Abstract

The Dudley area of Boston is well known among sociologists for its active and progressive neighborhood initiative. In Laboring to Learn, Lorna Rivera illustrates how we can continue to learn from organizations associated with this initiative, most notably Project Hope. Indeed, Rivera documents the importance of Project Hope to the Dudley neighborhood as the sisters of Project Hope have provided health care, shelter, and social services for Dudley residents, and they have been intimately involved in the community. Project Hope opened the Adult Learners Program (ALP) in 1990 to help individuals attain their GED on their path to escaping poverty. According to Rivera, this program is notable because it takes the popular education approach to learning, where knowledge is gained from analytic discussion of shared experiences and interests. In addition, it is notable because it formed during a time when the federal and state governments de-emphasized education, in favor of work and self-sufficiency.
Rivera assesses the popular education approach to learning through multiple research methods. She conducted ethnographic research by working with the ALP as a teacher and coordinator. She worked closely with the ALP from 1995 to 2005, and thus, her analysis is based on 10 years of ethnographic research. Rivera also conducted focus groups and interviews with homeless women, ALP teachers, and community organizers. Her research offers a rich, in-depth description of the Adult Learners Program and its impact on homeless and formerly homeless women.
Rivera suggests that the popular education approach to learning is particularly valuable for poor women because they face many challenges: abuse as children and then again as mothers, teenage pregnancy, lack of education, homelessness, frustration, and regret. These obstacles inhibit women from attaining education due to time constraints and self-doubt. Popular education allows class sessions to be guided by the experiences and interests of the class, and not solely by the agenda of the instructor.
Rivera exemplifies this approach by illustrating how students prepared for the GED social studies test by analyzing political cartoons where images of the bald eagle and Uncle Sam reflect our history. The teachers also shared local political cartoons, and allowed students to create their own cartoons.
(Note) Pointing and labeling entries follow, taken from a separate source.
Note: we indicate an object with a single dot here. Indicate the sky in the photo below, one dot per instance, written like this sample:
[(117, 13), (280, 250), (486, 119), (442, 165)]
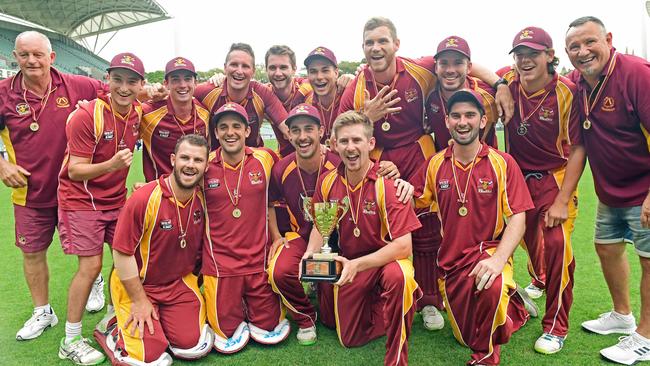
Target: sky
[(203, 31)]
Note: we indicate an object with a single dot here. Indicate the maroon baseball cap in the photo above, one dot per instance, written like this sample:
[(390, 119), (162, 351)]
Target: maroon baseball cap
[(305, 110), (230, 107), (454, 43), (532, 37), (321, 52), (466, 95), (129, 61), (179, 63)]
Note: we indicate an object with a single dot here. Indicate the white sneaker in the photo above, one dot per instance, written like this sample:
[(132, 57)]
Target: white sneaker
[(103, 324), (96, 299), (432, 318), (35, 326), (611, 322), (306, 336), (549, 344), (80, 352), (629, 350), (533, 291)]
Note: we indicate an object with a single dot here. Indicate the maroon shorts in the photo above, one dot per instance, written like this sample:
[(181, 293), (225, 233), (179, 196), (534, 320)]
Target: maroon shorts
[(34, 228), (84, 233)]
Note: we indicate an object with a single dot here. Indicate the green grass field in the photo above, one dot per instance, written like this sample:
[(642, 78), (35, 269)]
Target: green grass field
[(425, 347)]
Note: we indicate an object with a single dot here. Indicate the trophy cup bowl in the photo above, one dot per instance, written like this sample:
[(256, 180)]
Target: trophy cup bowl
[(322, 266)]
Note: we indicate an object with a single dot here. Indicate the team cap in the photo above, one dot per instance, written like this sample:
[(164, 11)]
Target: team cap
[(454, 43), (532, 37), (321, 52), (305, 110), (128, 61)]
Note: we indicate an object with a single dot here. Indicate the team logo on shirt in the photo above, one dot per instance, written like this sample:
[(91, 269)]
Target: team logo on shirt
[(411, 95), (369, 207), (198, 215), (214, 183), (608, 104), (485, 185), (22, 109), (166, 225), (62, 102), (546, 114), (255, 177)]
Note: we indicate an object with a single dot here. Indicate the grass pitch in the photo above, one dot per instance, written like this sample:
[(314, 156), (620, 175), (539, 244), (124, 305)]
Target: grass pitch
[(425, 348)]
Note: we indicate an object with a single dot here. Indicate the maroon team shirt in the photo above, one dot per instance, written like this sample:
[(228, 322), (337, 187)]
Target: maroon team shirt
[(259, 102), (618, 140), (381, 217), (286, 186), (237, 246), (40, 152), (414, 82), (496, 190), (160, 130), (94, 132), (148, 229), (540, 139), (437, 110)]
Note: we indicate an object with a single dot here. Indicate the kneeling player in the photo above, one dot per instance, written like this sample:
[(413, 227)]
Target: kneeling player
[(240, 301), (375, 242), (474, 188), (157, 242)]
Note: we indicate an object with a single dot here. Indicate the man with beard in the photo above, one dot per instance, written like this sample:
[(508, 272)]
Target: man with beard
[(101, 137), (544, 138), (376, 292), (470, 185), (157, 298), (238, 87), (613, 92), (240, 301)]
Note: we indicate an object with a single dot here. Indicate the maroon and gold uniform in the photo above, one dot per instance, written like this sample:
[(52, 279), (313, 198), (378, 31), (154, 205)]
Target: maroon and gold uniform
[(390, 290), (619, 113), (287, 181), (539, 138), (234, 264), (160, 129), (495, 191), (259, 102), (39, 152), (148, 229), (436, 112)]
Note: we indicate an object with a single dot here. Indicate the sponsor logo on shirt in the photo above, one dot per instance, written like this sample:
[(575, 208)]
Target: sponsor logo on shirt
[(62, 102), (608, 105), (22, 109), (166, 225), (485, 185), (369, 207), (214, 183), (255, 177), (411, 95), (546, 114)]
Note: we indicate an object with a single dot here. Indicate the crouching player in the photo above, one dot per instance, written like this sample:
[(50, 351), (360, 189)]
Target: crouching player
[(375, 243), (157, 242), (474, 188)]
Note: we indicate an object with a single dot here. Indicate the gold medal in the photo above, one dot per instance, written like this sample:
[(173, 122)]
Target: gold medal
[(385, 126)]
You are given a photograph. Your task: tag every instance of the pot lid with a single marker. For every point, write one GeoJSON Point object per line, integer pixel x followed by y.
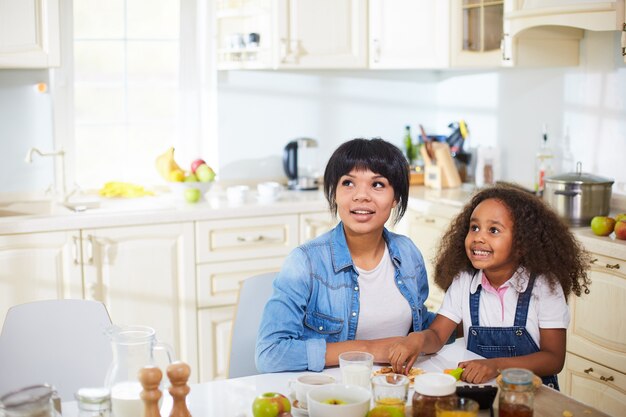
{"type": "Point", "coordinates": [579, 177]}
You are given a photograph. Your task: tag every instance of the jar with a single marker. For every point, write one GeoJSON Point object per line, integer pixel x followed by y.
{"type": "Point", "coordinates": [93, 402]}
{"type": "Point", "coordinates": [517, 393]}
{"type": "Point", "coordinates": [429, 388]}
{"type": "Point", "coordinates": [33, 401]}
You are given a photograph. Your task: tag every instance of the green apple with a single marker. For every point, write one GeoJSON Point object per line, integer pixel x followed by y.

This proved to be a worthwhile endeavor as the women wrote about food stamps, a homeless shelter, and impoverishment. In addition, the women wrote editorials in the class on minimum wages and federal housing subsidies. The ALP, then, not only permitted, but truly encouraged students to deviate from a preestablished curriculum to learn through shared experiences. According to Rivera, these classes instilled self-confidence and enhanced aspirations among students. Thus, this form of learning can help overcome some of the internalized oppression experienced by poor and homeless women by illustrating that individual problems are connected to social problems.
According to Rivera, this form of learning also generates a shared consciousness, a sense of community commitment, and political advocacy. Students in the program became advocates of welfare reform, education, and housing equity, and they became more involved in their children’s education. Popular education, as taught through the Adult Learners Program, generated a sense of collective responsibility that is necessary to help overcome inequities in society.
Yet, Rivera also notes that the popular education method and outcomes challenge the status quo. Indeed, over the past decades, welfare reform has valued employment and self-sufficiency over education. She notes that welfare reform has left women “uneducated, underemployed, underpaid, and unable to effectively move themselves and their families forward” (p. 127). She contends that new reforms should focus on adult literacy and postsecondary education, in addition to health care, affordable housing, and the minimum wage. She also argues that popular education should be embraced as it generates self-efficacy, determination, and collective responsibility.
Laboring to Learn is an excellent book for an undergraduate stratification, policy, urban sociology, or education course. It is easy to read, and it is theoretically rigorous, drawing on many fields with a heavy focus on Paolo Freire. Rivera challenges readers to think about the meaning and the process of education, and to think about the unique challenges facing poor mothers. This research also illustrates the richness of insights that are generated from ten years of ethnographic research. With that said, I foresee a challenge with this book, or perhaps a great opportunity to generate classroom discussion. Rivera illustrates how a GED course can be taught in a way that instills confidence, determination, and collective action, but she does not illustrate as convincingly that this teaching method generates the “credentials” that are necessary to enhance incomes in a way that alleviates impoverishment and generates self-sufficiency. This should be articulated more fully to buttress the policy implications and to resonate with readers, particularly policymakers.